Customs inspectors at a pier in New York City send a sealed cargo container just taken off a ship from Istanbul through a radiation scanner. A dozen new tractors seem to be inside. Although the detector senses no radiation, the inspectors open the container anyway. Their handheld units show no radiation either, so they allow the container to leave. A private hauler drives it to a small Midwestern city. There terrorist cell members remove what was their final shipment of highly enriched uranium, concealed as 10 metal washers in the tractor engines, together weighing two kilograms. Months later an improvised nuclear device with a yield of one kiloton is detonated in Los Angeles. The blast, fire and airborne radioactivity kill more than 100,000 people. Virtually all shipping into the U.S. is halted, precipitating a financial crisis. Military operations commence in the Middle East after forensics and intelligence efforts trace the plot to cells in Pakistan and Iran.
Impossible? Sorry, not even so farfetched. You see, the radiation detectors that the DHS (Dept. of Homeland Mendacity Security) has been installing at US ports and border ports of entry since late 2002 don’t work.
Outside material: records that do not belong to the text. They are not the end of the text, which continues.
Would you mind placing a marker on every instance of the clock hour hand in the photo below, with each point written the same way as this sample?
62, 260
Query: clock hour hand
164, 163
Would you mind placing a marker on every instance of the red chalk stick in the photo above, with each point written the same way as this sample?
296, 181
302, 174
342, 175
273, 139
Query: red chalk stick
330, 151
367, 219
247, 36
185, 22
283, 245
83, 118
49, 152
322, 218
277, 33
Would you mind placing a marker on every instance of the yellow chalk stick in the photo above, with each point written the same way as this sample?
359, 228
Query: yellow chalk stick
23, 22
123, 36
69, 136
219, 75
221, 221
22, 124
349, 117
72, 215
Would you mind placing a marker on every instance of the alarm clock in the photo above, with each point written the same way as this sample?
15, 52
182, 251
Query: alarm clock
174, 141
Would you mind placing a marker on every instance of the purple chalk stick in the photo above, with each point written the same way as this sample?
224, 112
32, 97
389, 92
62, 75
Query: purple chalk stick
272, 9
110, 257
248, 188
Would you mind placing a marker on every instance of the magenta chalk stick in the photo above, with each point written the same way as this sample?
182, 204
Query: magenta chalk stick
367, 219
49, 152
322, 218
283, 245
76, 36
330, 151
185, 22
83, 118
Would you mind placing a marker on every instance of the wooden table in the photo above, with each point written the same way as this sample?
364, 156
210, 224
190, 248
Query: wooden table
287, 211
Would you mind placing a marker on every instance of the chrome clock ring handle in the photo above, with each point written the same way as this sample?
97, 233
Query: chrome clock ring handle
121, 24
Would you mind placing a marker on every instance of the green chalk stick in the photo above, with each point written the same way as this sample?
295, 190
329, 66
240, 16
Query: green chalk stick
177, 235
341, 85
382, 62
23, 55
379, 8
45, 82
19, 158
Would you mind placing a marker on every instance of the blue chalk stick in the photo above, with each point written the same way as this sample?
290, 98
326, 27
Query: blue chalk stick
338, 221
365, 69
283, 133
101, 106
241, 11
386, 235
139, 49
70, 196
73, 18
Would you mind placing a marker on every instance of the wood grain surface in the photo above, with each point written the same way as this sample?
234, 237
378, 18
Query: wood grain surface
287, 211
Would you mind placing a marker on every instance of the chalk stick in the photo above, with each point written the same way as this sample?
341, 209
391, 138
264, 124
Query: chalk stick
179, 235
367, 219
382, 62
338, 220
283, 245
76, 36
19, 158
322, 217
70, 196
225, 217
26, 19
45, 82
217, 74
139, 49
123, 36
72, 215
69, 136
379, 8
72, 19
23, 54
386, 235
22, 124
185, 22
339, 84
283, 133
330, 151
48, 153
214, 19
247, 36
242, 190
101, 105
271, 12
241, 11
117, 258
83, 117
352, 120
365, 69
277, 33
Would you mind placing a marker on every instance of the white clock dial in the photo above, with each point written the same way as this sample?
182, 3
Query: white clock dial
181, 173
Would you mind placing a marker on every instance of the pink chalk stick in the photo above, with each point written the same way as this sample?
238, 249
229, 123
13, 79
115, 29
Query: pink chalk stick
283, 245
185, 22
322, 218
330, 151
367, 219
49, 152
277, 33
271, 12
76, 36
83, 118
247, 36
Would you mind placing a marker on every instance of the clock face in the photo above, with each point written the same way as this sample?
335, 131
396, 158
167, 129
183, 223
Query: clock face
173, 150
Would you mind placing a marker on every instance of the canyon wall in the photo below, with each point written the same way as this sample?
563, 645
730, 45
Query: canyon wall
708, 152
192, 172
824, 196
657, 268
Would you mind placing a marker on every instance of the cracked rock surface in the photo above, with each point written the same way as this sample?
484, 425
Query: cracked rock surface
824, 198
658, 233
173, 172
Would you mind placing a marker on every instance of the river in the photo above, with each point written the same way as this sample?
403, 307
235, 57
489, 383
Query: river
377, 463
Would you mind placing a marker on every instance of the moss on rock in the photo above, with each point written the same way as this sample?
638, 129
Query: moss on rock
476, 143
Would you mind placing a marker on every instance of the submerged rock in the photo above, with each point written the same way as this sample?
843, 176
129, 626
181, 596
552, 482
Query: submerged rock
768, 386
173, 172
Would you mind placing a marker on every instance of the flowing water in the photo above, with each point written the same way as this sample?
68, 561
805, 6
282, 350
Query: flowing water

But wait, there’s more! The new and improved second generation “advanced” detectors that we are about to spend billions of dollars on to replace them won’t work either.
The quote above opens the disturbing article Detecting Nuclear Smuggling in the April issue of Scientific American. It was written by Thomas B. Cochran and Matthew G. McKinzie, two nuclear physicists at the NRDC (Natural Resources Defense Council) who are not exactly DHS’s favorite people. These are the guys who helped ABC News smuggle a 15 lb. slug of depleted uranium from Istanbul into Staten Island in 2002, and just to show that that was no fluke, did it again a year later. This time from Jakarta to Long Beach. And what sophisticated method was used to confound the sensors and inspectors? Well, they carried the section of pipe containing the uranium in a suitcase to where the suitcase was packed in a trunk that was loaded into a shipping container with a bunch of other stuff and off it went. Devilishly clever, what?
Contrast that with this reassuring
propaganda news piece.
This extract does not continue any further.